East Midlands Ambulance Service chief executive, Bill Milligan this week unveiled proposals to close 29 stations across Derbyshire and Nottinghamshire and replace them with four “hub” centres.
Under the proposals Belper would become a deployment point, meaning crews would have to collect and drop off their vehicle at Chesterfield or Derby at the beginning and end of each shift.
However, as reported in the News, the ambulance station could effectively survive the county closures as it already operates out of a small building – although that would depend on the result of an analysis of 999 calls in the area.
In other affected areas crews would be working out of locations, such as car parks and lay-bys, as the new deployment points are introduced.
Mr Milligan said: “We don’t want to be in a situation where we are throwing the baby out with the bathwater.
“I would not be happy with a headline that said Belper station will close,” Mr Milligan said. “I was quite impressed with what I saw at Babington Hospital – we may well still use it but there may be some changes introduced.
“However, it may be that we find that the best place is 200 yards up the road. Whatever happens there will be a presence in Belper. It’s just a question of where it will be.”
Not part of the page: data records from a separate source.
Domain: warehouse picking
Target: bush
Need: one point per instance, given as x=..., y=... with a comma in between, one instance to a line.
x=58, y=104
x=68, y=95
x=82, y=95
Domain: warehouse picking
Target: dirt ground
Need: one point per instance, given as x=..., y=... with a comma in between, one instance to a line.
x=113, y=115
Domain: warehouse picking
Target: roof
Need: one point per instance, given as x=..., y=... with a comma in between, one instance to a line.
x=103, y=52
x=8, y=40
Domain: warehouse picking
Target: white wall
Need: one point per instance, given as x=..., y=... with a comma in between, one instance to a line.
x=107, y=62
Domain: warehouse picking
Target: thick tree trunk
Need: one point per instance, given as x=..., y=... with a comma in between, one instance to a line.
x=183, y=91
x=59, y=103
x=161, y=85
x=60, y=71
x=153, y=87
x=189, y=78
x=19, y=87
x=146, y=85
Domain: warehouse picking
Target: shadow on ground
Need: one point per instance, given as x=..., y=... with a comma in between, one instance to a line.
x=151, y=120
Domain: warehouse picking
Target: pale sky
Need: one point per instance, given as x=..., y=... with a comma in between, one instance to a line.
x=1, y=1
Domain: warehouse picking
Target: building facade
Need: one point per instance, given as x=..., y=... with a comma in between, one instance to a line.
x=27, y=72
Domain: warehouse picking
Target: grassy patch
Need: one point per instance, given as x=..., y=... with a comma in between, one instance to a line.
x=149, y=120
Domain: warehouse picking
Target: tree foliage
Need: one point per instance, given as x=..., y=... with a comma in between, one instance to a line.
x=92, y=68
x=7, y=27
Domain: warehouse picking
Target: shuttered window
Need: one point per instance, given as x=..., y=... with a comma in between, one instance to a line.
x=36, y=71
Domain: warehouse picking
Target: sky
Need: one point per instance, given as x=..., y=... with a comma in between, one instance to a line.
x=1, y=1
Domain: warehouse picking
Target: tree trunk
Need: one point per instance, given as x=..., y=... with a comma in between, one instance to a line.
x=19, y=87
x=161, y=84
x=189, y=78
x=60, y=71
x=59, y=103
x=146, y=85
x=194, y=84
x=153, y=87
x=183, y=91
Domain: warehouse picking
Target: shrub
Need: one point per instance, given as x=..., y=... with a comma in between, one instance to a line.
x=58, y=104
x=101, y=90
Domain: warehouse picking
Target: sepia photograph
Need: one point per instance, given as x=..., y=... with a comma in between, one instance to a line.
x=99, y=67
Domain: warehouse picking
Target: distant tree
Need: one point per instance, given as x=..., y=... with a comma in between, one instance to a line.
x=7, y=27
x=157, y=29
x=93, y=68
Money raised from selling the old ambulance stations will pay for construction of the larger hubs.
EMAS said the 131 tactical deployment points would allow the service to maintain a presence in all of its towns which currently had an ambulance station.
In a statement the public sector union Unison said it was concerned about the effect that the extra travelling would have on staff.
The statement read: ”It is important that EMAS considers the impact of these closures on staff welfare and the ability of staff to have breaks during the day, and just as important the extra travel time that will be involved at the beginning and ending of a shift.”
Mr Milligan said the move would improve staff conditions.
A final decision on the closures will be made by the EMAS board in January.